Con el alma encogida evoco hoy la soledad postrera -absurda calamidad- de quienes nos han ido dejando en todo este tiempo: abuelos, tíos, padres, hermanos, amigos... No se me ocurría mejor manera de superar este sentimiento de impotencia que se me agarra a la voz cuando intento hablar de cosas importantes.
Es hora de hacer balance. He querido hablar, sí, de algo trascendente en este tiempo crudo que nos vive. Pero es largo y torpe el camino del aprendiz. Hablar de lo extraordinario que nos rodea puede abrir la mirada a todo aquello valioso de lo que no somos conscientes y, por ello, no permitimos que forme parte de esa “contabilidad positiva” de nuestro día a día. Y eso está bien, francamente. Parecía un objetivo loable. Pero había un riesgo encubierto: convertir el resto, lo ordinario, en un ingente depósito vaciado de toda trascendencia.
Por eso hoy vengo a saldar una deuda de gratitud con todo el universo de lo ordinario, porque sustenta, sin ir más lejos, el pálpito de una serenidad inmanente, imprescindible para mantener, por ejemplo, el suspense que precede a la sorpresa de lo extraordinario.
Porque es menester saber que todo cuenta: lo ordinario y lo extraordinario. Porque es menester buscar también la trascendencia en lo ordinario. Abatir la languidez, perforar el yacimiento de una vez por todas, tomarlo en pequeños sorbos.
Es simple. Sabed que está ahí. Lo ordinario está justamente ahí.
Tal vez solamente sería necesario saber que hay tantos modos de sonreír como paisajes se esconden en un rostro.
Porque todas y cada una de nuestras miradas comenzaron a aprender a vivir hechizadas por sonrisas y paisajes que olían a manantiales de leche, en los que el sol besaba con labios cálidos, y escuchábamos canciones hasta abrazar fuertemente un nuevo sueño. Así nació nuestra propia sonrisa, nuestro propio paisaje.
Saber que hay tantos modos de caminar como polvo de tormentas nubla el horizonte.
Porque solo es posible crecer hacia lo desconocido, y nada ni nadie nos marcará la senda correcta. Aunque bien es cierto que es costumbre, para quien no reniega de su condición humilde, ir de la mano de aquellas y aquellos que alientan firmemente su curiosidad. Tan cierto como que, al llegar a un determinado punto de la vida, será nuestra mano la que habrá de ofrecerse sin reservas.
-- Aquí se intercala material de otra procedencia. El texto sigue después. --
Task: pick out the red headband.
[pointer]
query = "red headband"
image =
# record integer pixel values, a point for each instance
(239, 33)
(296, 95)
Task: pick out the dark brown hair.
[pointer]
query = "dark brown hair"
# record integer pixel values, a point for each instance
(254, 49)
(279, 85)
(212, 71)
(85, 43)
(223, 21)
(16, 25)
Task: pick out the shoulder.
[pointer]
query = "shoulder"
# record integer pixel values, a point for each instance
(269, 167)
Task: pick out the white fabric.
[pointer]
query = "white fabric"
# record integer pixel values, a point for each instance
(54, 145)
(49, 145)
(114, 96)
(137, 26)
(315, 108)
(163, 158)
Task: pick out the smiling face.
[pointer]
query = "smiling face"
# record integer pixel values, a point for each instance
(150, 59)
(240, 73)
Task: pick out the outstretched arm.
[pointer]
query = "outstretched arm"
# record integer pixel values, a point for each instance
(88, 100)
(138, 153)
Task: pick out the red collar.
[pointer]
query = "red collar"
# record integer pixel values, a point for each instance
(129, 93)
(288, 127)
Saber que el verdadero signo del rebelde ha de ser, por encima de todo, merecer ser amado.
Pero hemos hallado y hemos consentido tanto dolor que se nos antoja imposible cruzar al otro lado de nuestro propio ego para mirarnos por fin de frente, con la misma determinación de un compasivo viejo maestro. Esa que veis, ese que os devuelve la mirada, mostrando sus heridas y sus gratificaciones, temerosos del paso del tiempo, orgullosos tal vez de haber creado paisajes frescos y excitantes en la sonrisa de otros, necesita muy poca cosa para no rendirse a la ausencia de sí.
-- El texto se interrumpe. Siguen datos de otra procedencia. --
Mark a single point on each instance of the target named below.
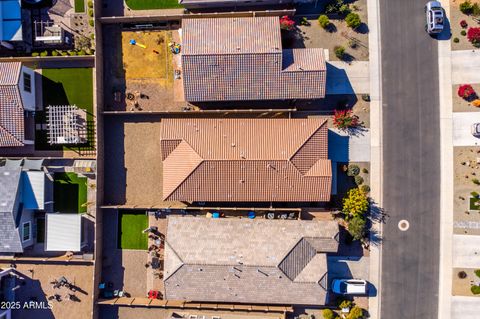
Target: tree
(355, 203)
(323, 21)
(353, 20)
(356, 228)
(344, 119)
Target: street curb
(376, 178)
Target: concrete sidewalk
(466, 66)
(344, 78)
Necesita saber que ha sido un puerto seguro para alguien, que a pesar de sus torpezas -si no más por sus aciertos- mereció francamente la pena, que la noche traerá el calor de una rebelión de ardientes convicciones, que todavía quedan horizontes por evocar detrás de la tormenta, que alguien va a pedirle caminar de su mano.
De alguna manera yo mismo aún he de completar esa condición de insumisión. Por eso quise creer aquellas palabras de Pablo Guerrero: “tú y yo, muchacho, estamos hechos de nubes”. Aunque nunca quise aprender a volar solo, ni observar desde arriba cómo los demás colocaban los aparejos y se montaban en la vida.
Puede que no haya aprendido lo suficiente como para tender firme la mano a alguien. Es largo y torpe el camino del aprendiz. Puede que no haya sido un puerto fieramente seguro para quien lo ha buscado. Puede que haya cometido más torpezas que aciertos. Puede que no haya custodiado todas las puertas frente al frío de la noche. Puede que no tenga esa voz rotunda para evocar nuevos horizontes.
Pero sé que ha merecido la pena. Ya lo creo que sí. Y sé que mis convicciones son más ardientes cuanto más me acerco a lo que importa.
Yo, en fin, anhelo cobijo ya en otra parte, en las palabras que no he dicho, que tal vez deposité en lugar seguro, que he guardado para adorar el instante más íntimo, la fortuna de buscarte, amiga mía, de buscarme en ti. En este andén en que tus pasos retroceden el regreso, donde el aroma de una tibia impermanencia. Hasta arrancar a este maldito tiempo herido una lúbrica conquista, una sensual oración crepuscular, al calor de una rebelión de ardientes convicciones tras toda esta tormenta.
En Instinción, a uno de marzo del año dos.